Le grand vide

 

Batailles choisies #518

C’est quel genre de gouffre quand son bébé de bientôt deux ans hurle à la mort au moment du coucher? L’abîme sans fond d’une âme abîmée. 👥


 

Dernier pleure. Ce sont les pleurs stridents d’un bébé en colère, au milieu d’une crise que j’essaie de calmer depuis un long, très long quart d’heure. Dernier hurle. Ses pleurs s’apaisent, pour me donner un peu d’espoir avant de mieux l’éclater en mille morceaux quand ses cris reviennent plus forts, s’approchent comme une sirène de malheur. Ils se taisent de nouveau, faisant croire que ça y est, c’est bientôt la fin de mon calvaire… puis ils repartent, plus aigus, plus terribles. J’aimerais dire que je sais calmer mon bébé, que je sais calmer mon troisième enfant. J’aimerais être pleine de ressources, d’idées, de patience, d’amour. J’aimerais ne pas en être à cet état de désespoir, de désolation. Mais je ne suis que figée, impuissante, de plus en plus vide.

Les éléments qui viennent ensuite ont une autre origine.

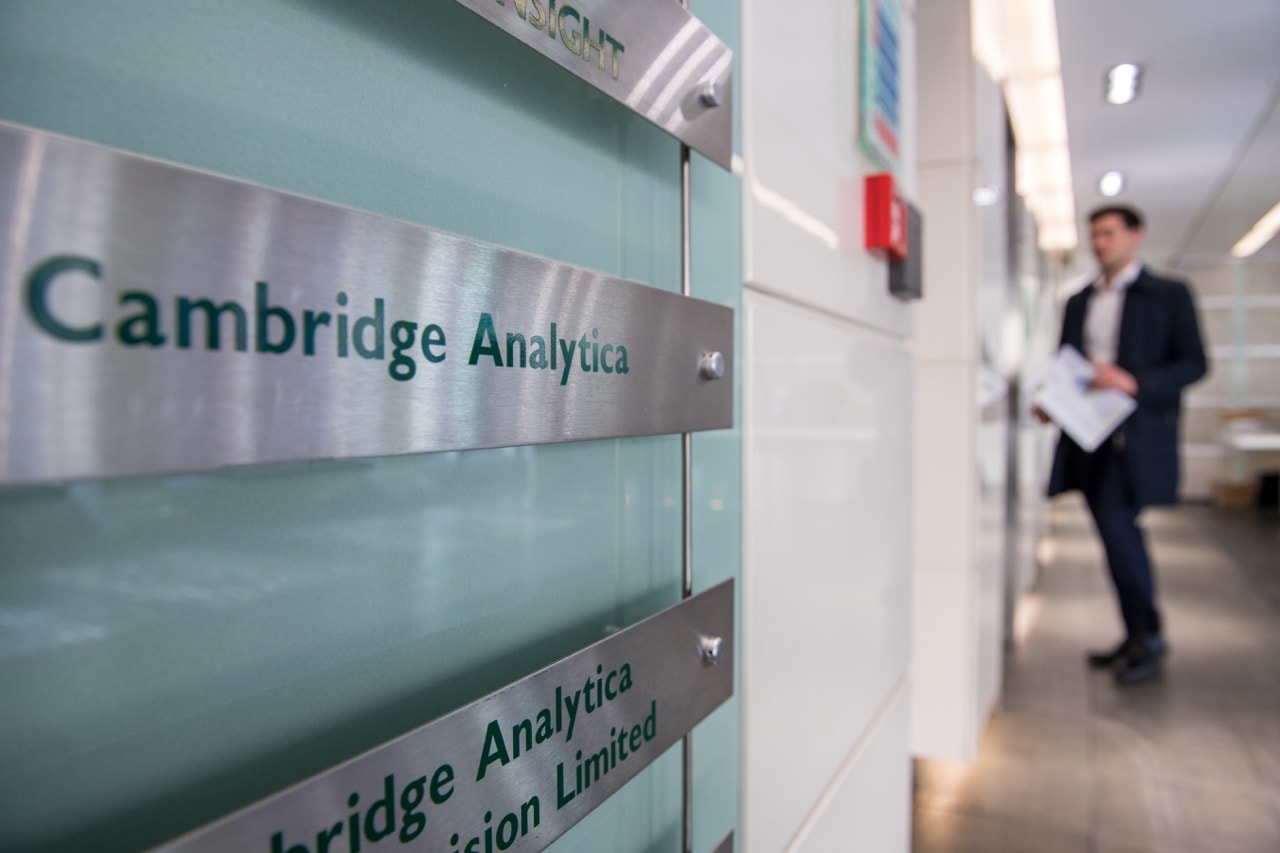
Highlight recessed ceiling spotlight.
[1098,172,1124,199]
[973,184,1000,207]
[1107,63,1142,104]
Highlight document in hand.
[1032,346,1138,453]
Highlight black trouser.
[1084,442,1160,638]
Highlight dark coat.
[1048,268,1208,507]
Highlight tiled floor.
[914,502,1280,853]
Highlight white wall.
[740,0,915,853]
[911,0,1011,760]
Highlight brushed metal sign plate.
[457,0,733,169]
[0,123,733,484]
[159,580,733,853]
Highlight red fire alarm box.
[863,172,908,260]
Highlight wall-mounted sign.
[159,580,733,853]
[457,0,733,169]
[0,123,733,483]
[858,0,902,172]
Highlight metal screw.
[698,352,724,379]
[701,637,724,666]
[698,79,723,106]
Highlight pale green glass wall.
[0,0,741,850]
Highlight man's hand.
[1089,361,1138,397]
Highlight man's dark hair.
[1089,205,1142,231]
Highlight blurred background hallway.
[914,501,1280,853]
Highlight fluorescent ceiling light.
[969,0,1076,251]
[1231,201,1280,257]
[1107,63,1142,104]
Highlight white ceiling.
[1056,0,1280,269]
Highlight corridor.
[914,501,1280,853]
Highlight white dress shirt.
[1084,261,1142,364]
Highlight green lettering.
[471,717,511,781]
[387,320,417,382]
[529,334,547,370]
[431,765,453,806]
[178,296,248,352]
[618,663,631,693]
[253,282,293,352]
[302,311,333,355]
[529,0,547,29]
[115,291,165,347]
[467,313,506,366]
[507,332,529,368]
[27,255,102,343]
[534,708,556,743]
[604,35,626,79]
[559,6,582,56]
[351,298,385,361]
[396,776,426,844]
[561,338,577,386]
[422,323,444,364]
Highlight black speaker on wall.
[888,201,924,300]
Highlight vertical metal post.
[680,0,694,853]
[680,137,694,853]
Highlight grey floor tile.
[1097,774,1280,850]
[916,754,1093,834]
[913,808,1091,853]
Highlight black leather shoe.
[1087,634,1166,670]
[1087,640,1129,670]
[1115,634,1167,685]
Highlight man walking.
[1048,205,1207,684]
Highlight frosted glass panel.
[0,0,740,852]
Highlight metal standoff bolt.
[698,79,723,106]
[701,637,724,666]
[698,352,724,379]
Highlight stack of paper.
[1032,346,1138,453]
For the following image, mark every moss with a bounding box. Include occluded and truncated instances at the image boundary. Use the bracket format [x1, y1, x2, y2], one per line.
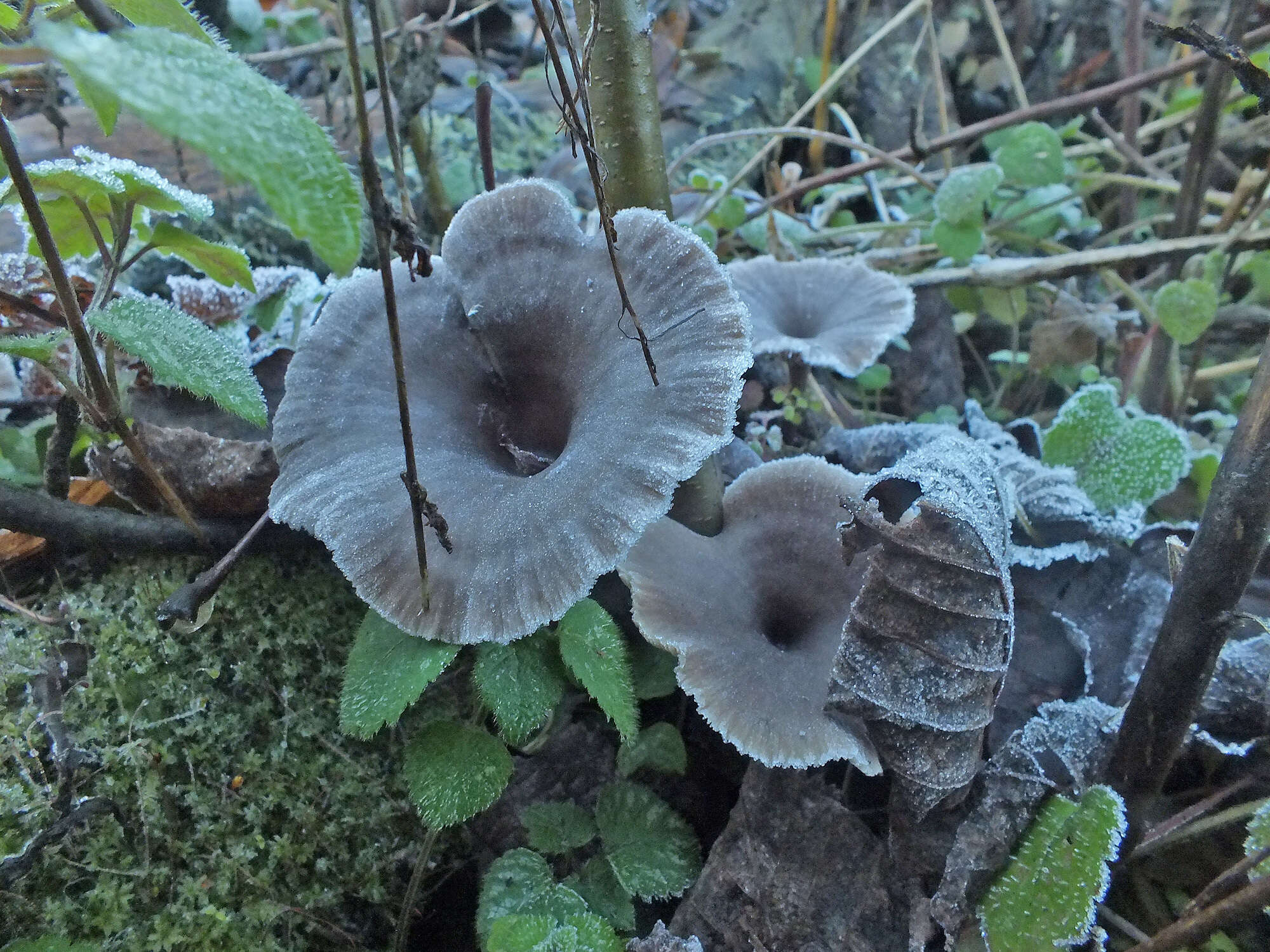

Mon corps, mon esprit et mon amour ont enduré une semaine de mauvaises nuits et de levers aux aurores. Avant cela, ils auront enduré bientôt deux ans de nuits hachées, de pleurs, d’améliorations lentes, traînantes, infinies, de sommeil de Dernier. Avant cela, ils auront supporté bientôt sept ans, depuis la naissance de mon fils aîné, de trop de nuits sans sommeil réparateur, de trop de pleurs qu’il faut calmer alors que je veux juste fuir, d’emprisonnement à aimer alors que je hais mon travail de mère. Puisque mon corps, mon esprit et mon amour ont supporté tout ça, cahin caha, je ne le supporte plus. Je ne supporte plus de devoir endormir un bébé. Je ne le supporte plus, physiquement. C’est physique. Il ne tète plus mais, cherchant encore le réconfort de mon corps, il me tripote les seins, m’attrape les tétons, cherche de l’amour alors que, pour lui, je n’ai que de la colère


Pendant que je m’efforce de rester assise sur le lit, pendant que je m’efforce de rester calme, entre un sentiment familier: je sens s’installer le grand vide intérieur. Je ne veux pas être là alors je fais comme si je n’étais pas là. Je reste silencieuse. Je bouge le moins possible. Je n’existe pas. Sauf que Dernier ne veut pas d’une maman qui n’existe pas: il veut sa maman de d’habitude, alors il pleure, crie, hurle. Je n’ai pas de rescousse ce soir puisque Mari est, pour une fois, alors que cela fait des semaines qu’il se farcit les dodos de Dernier, sorti.

Ma technique de ne pas être là est un mécanisme de dissociation. Je préfère le grand vide à ce qu’il cache, la frustration, la colère, la rage, la violence.

Rester vide, ou j’ai peur de hurler.

Être vide à l’intérieur, ou j’ai peur de frapper.

Taire ma détresse, la noyer dans le vide, parce que je ne peux pas, ce soir, dire à Mari que je ne m’en suis pas sortie, alors qu’il en est libéré. 


Dernier finit par s’endormir, d’épuisement, de résignation, de simple fatigue, peut-être, car je suis sans doute un peu dure avec moi-même. Dès que les yeux de Dernier se sont fermés, je sens se remplir doucement mon réservoir d’amour. Il était tellement à vide que je doute qu’il se remplissent et que je ne peux que supplier que Dernier ne se réveille pas, parce que je ne sais si, cette nuit, il sera assez plein pour supporter encore une mauvaise nuit de bébé.

Je suis usée, vide.

Pitié, pitié… un peu de bonté d’âme pour une mère qui n’en a plus.